Response To Discussion question
Motherboard beep codes are useful for troubleshooting hardware and configuration faults. If all is well, a computer should beep once to signal this and continue the boot-up process. If there is no beep, or if nothing happens after the power button is pressed, what steps should you take to determine the issue?
When troubleshooting any computer part patience and being thorough are the key to success. Troubleshooting the motherboard is no different in this respect. When attempting to boot up a computer and there is no beep, a series of beeps, or nothing happens when the power button is pressed, there are a few areas that can be checked that are most likely the culprits. First off, it is important to distinguish whether the computer you are working on is one that has been newly built and this is the first attempt to boot it, or whether this is a computer that has been working in the past and now no longer is. The reason this distinction is made is that if you are attempting to boot a computer with a new motherboard for the first time, there is always the chance that the motherboard or another component is simply defective coming from the manufacturer, whereas with an older computer that has been working in the past, you know that at one time all the components have worked properly and that something must have changed to cause this issue.

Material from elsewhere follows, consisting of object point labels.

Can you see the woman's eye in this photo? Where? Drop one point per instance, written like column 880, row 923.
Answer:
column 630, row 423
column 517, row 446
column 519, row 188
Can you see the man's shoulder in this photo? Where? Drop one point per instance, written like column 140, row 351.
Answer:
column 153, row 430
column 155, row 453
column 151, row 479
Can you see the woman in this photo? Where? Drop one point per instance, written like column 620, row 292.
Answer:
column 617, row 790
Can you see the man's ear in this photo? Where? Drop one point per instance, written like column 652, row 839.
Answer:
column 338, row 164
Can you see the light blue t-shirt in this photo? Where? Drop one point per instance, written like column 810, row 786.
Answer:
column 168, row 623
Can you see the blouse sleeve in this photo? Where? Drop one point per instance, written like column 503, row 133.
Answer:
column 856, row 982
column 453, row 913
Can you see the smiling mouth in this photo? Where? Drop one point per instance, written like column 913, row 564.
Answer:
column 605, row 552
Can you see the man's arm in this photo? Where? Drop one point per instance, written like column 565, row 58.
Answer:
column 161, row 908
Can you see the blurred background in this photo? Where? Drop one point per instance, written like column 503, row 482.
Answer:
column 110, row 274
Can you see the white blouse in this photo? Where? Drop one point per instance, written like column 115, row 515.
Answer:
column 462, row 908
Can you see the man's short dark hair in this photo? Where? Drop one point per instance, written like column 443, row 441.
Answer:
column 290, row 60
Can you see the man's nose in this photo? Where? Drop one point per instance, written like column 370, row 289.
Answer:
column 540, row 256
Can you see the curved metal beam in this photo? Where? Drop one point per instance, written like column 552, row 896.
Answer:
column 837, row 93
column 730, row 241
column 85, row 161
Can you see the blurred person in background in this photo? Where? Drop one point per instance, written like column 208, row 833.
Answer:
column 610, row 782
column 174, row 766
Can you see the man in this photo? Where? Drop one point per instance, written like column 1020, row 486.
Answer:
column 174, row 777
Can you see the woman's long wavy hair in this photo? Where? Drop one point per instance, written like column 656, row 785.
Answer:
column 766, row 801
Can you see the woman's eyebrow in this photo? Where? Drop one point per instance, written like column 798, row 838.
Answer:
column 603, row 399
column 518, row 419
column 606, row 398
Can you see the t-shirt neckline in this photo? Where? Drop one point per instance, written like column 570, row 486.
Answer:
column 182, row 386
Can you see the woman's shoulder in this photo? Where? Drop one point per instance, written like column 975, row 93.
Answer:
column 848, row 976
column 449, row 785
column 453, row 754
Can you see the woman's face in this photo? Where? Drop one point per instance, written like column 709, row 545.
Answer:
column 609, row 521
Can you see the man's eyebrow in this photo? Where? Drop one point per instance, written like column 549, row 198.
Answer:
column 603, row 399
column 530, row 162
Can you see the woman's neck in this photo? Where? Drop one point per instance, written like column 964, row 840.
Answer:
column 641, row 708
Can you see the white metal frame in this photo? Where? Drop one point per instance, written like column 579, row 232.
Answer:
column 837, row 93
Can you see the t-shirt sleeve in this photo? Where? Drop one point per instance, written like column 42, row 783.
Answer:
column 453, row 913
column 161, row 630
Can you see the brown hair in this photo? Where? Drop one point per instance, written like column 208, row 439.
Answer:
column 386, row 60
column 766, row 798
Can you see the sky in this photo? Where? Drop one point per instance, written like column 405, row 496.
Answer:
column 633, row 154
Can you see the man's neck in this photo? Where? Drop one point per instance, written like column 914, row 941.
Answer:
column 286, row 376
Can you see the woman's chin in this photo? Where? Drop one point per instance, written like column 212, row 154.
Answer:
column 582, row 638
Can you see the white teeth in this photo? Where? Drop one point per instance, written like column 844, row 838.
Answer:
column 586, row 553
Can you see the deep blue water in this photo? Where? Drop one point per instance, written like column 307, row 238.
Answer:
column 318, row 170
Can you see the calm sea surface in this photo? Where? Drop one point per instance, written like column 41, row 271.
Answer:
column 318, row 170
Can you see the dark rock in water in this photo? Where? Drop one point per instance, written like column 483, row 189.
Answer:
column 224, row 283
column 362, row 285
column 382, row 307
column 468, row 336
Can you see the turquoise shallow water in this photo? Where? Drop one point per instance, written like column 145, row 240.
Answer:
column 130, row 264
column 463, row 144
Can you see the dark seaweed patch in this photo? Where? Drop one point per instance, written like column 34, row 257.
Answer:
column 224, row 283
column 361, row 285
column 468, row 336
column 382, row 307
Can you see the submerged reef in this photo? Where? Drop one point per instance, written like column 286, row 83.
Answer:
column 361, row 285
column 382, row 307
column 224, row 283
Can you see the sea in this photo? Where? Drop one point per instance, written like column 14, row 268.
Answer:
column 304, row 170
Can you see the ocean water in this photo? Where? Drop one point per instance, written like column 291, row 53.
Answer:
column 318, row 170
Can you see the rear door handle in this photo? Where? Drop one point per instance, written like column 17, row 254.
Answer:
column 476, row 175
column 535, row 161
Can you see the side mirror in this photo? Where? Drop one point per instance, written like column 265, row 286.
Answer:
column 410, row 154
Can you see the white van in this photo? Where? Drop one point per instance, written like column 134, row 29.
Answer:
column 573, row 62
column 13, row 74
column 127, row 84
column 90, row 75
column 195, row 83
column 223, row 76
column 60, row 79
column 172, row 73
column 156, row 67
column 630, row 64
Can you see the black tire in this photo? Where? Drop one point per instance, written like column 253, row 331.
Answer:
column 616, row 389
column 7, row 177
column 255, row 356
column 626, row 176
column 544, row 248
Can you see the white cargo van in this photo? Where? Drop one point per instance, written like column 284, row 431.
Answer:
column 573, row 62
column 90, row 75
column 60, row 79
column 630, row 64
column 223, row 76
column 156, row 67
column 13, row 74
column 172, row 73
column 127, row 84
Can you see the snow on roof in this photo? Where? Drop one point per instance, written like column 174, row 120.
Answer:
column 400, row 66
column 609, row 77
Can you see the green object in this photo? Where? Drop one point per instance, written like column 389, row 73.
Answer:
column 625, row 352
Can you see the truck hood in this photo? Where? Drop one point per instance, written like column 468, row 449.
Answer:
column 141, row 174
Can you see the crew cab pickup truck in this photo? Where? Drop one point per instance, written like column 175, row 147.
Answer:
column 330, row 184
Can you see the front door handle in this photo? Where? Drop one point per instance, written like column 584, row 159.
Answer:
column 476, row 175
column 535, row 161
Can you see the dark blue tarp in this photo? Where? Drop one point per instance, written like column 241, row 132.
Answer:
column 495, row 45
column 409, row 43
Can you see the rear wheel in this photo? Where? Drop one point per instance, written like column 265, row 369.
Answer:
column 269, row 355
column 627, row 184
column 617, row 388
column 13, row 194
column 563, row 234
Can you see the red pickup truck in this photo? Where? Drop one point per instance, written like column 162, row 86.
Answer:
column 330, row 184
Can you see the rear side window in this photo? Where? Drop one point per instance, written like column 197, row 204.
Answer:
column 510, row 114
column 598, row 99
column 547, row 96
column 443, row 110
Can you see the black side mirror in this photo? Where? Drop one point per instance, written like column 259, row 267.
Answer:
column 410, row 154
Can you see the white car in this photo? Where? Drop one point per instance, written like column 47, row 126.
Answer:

Whenever troubleshooting it is always best to check the simplest solutions first. If there seems to be no power at all when pushing the computer’s power button this is most likely an electrical issue. Cables can come loose for a variety of reasons and it is a simple task to check all the connections to ensure they are all properly seated and plugged into the correct ports. Along with checking the cables within the system, it is also important to check the power at the wall outlet. It is possible that there is an issue there or that the computer is not properly plugged into the outlet or surge protector. It is also important to check the power supply. “Is the switch on the rear of the case on? Is the dual voltage selector switch set correctly? Are the power supply connectors securely connected?” (Andrews, J., Dark, J., & West, J, p. 198.) If the answer to all these questions is yes, it is very possible that it is a bad power supply. An easy way to check if this is true would be to swap out the power supply for another that you know for certain is good.
Andrews, J., Dark, J., & West, J. (2017). CompTIA A+ Guide to IT Technical Support. Boston: Cengage Learning.